Here’s the rub, the problem with quitting drinking, everyone thinks you are an alcoholic– FOR THE REST OF YOUR LIFE! Especially the guys that really want to quit drinking, but can’t. I mean, I quit drinking before I was twenty-one, I did not have another drink for nine years. Only reason I started back up again, NINE YEARS LATER, was kind of over a girl, but mostly just to go to the bar. I didn’t really do the bar thing in my early twenties- obviously, because I did not want to drink then. The bar thing only lasted like a year. Once I found myself right back out there, drinking way too much… Doing that cringeworthy shit all over again… uhg, I quit again. Didn’t have to reach the blackout drunk thing again. Got rid of anyone that could get me drinking heavy and just found myself again. Wasn’t even hard that time.
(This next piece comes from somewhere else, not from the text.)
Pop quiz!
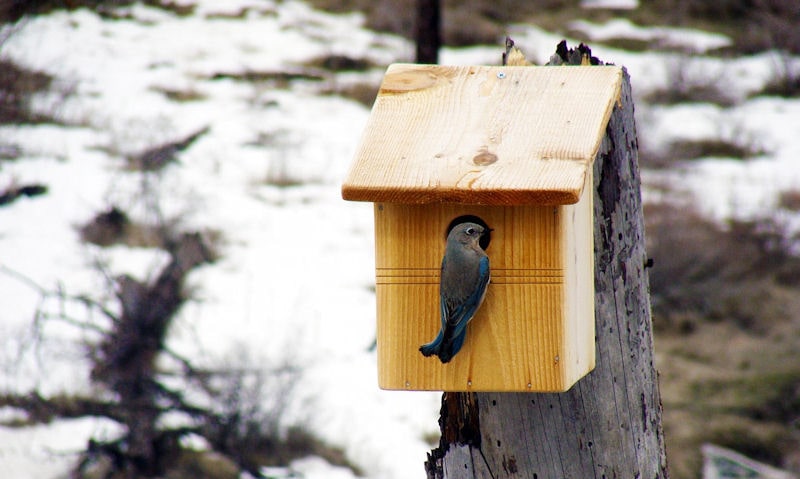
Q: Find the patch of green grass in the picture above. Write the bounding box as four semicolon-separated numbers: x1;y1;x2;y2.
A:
151;87;207;103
Yet, I am still the tragic alcoholic among a society of drinkers. Weird.

Ultimately, I don’t ‘not drink’ anymore. It has been maybe three years since I had a drink, but if someone wants to, I’ll drink a couple. I think the last time was because I was loading trucks; I would drink some whiskey at the end of the week just to help my muscles relax. Didn’t even finish the bottle. No, wait! the last time, I was drinking whiskey for my stream! haha! I was having a hard time loosening up, so I got some whisky in the mix. It was actually a lot of fun. Hmmm, I stopped doing that for some reason… probably just got bored of it.

Okay, back when I first quit drinking, I quit doing all the other stuff that went with such a lifestyle. Except smoking cigarettes, I smoked way too long. I quit eventually but it is probably, still, going to be what kills me.
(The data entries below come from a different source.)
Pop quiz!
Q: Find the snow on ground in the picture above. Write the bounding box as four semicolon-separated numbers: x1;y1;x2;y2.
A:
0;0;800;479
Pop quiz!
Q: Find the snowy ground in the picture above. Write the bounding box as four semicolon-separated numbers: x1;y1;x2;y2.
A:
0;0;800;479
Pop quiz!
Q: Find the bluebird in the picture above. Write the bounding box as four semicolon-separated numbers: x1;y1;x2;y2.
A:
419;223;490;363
This isn’t even what I sat down to write about. I was going to write about my first job, and how I lost that first job— nine years later.

Nine years seems to be a theme for me.

Ok, so let’s do it, the job story— After all those years of working for those people, one night this rando waitress puts in an order for fish. I cook it, I wrap it up, I leave it under the light. Just like every order I have ever cooked in that place. Next day the owner calls me about it. The waitress that put the ticket in, she did not pay for that fish. I didn’t know why he was talking to me about it. I remember he called me a ‘leak’, then he fired me.

In all the years I worked at that job, I never once accepted money for an order. Not a single one. There was a hostess that handled that job. For all I could say, not a single order I ever put under the light, got paid for… at all. The cooks don’t deal with costumers at all. How the fuck is this guy even calling me about that shit?

Anyway, that same night, there was also a canceled order of poor-boys, several in fact. They were going into the garbage, so I decided to hand them out to the other workers. This -might- be why I got the attention for the fish. Passing them out, however, was not an original idea. I don’t know. None of that food came home with me, all I want to say.

For years and years I felt like that guy just wanted to get rid of me. Like he just made some shit up so he could fire me. Or he had the waitress do that shit with the fish so I’d be the one to cook it. I don’t know, I never set foot in that place ever again.

My next job though— in retail– I was on flow! ‘Dave Daoust on Flow!’ For some reason, the jobs I keep for a while, tend to rhyme. Another theme maybe?

I’m glad loading trucks doesn’t rhyme with anything though!